I know there was another thread about some illuminati themes from this recent games' 'entertainment' breaks.
I'm wonderin if anyone is bothered by this policy of Doritos', and thinking like I do, that it and the recent superbowl surrounding theme, are awash in a 'celebration' of shocking callousness.edit on 6-2-2012 by Saucerwench because: x
Guess, I already don't expect compassion from Monsanto corn's junk food poster child.
Originally posted by FissionSurplus
reply to post by GonzoSinister
"No publicity is bad publicity"...except, of course, if you're talking about food.
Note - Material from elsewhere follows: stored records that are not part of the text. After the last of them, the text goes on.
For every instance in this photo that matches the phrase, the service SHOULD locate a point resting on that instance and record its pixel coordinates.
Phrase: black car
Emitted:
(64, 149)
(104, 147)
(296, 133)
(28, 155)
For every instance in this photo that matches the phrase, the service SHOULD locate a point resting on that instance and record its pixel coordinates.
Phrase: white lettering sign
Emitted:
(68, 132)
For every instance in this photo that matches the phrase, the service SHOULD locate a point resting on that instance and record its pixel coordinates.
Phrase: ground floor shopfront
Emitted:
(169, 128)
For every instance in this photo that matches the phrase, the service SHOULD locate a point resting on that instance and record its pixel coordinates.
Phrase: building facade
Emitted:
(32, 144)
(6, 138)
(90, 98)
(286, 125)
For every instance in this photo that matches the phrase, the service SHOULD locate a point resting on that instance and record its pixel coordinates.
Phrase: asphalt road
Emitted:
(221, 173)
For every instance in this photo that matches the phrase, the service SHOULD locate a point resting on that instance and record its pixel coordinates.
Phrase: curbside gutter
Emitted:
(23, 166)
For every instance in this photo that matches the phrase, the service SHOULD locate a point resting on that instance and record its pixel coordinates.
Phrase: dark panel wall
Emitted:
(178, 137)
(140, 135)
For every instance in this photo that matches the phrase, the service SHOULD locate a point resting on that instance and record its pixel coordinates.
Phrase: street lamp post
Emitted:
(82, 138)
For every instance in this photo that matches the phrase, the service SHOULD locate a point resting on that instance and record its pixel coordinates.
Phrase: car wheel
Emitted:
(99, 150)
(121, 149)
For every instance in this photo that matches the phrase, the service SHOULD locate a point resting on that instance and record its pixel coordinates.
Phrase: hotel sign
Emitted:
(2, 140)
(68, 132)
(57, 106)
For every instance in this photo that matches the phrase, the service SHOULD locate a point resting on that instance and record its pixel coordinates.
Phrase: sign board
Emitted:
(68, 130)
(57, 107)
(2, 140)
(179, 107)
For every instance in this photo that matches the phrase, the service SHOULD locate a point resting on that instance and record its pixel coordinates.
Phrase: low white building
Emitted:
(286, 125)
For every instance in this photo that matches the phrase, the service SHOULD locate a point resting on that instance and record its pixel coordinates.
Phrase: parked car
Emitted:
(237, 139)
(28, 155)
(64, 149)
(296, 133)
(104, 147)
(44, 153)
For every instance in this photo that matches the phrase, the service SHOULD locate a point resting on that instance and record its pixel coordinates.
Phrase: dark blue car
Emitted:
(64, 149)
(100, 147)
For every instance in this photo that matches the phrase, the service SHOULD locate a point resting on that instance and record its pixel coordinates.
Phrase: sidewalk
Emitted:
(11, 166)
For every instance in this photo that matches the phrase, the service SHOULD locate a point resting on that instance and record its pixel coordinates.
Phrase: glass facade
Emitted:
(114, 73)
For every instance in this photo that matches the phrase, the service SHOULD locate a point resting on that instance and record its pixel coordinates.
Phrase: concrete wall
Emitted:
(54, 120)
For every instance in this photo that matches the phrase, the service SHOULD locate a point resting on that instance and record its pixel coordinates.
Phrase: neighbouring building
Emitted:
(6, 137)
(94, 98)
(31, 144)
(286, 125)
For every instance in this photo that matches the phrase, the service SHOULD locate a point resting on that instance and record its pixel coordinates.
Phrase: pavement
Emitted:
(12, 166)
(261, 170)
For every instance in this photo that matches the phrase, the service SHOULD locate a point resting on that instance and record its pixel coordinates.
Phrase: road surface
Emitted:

It make work for Hollywood wanna-be's , and movies and books, but food, especially junk food, is competing with many other junk food products, and bad publicity can seriously hurt the food corporation's bottom line if people call a boycott on it.
For example, when Kellogg's had a fit about Michael Phelps being photographed doing a bong hit and fired him as their spokesperson, a great many boycotted Kellogg's and went over to Post instead. Their profit margin for that quarter was down enough to hurt them. I guess Kellogg's forgot all the stoners who get the munchies for cereal.
Most food purchases are split second decisions, and any PR disaster means many will not purchase that product and buy something else instead.
A Great Dane bribing a human with Dorito's? FUNNY.
A Pug-looking dog wearing Sketchers shoes outrunning Greyhounds? FUNNY.
The "cat-killing" commercial was a joke about a dog burying cats because a lot of times dogs don't like cats.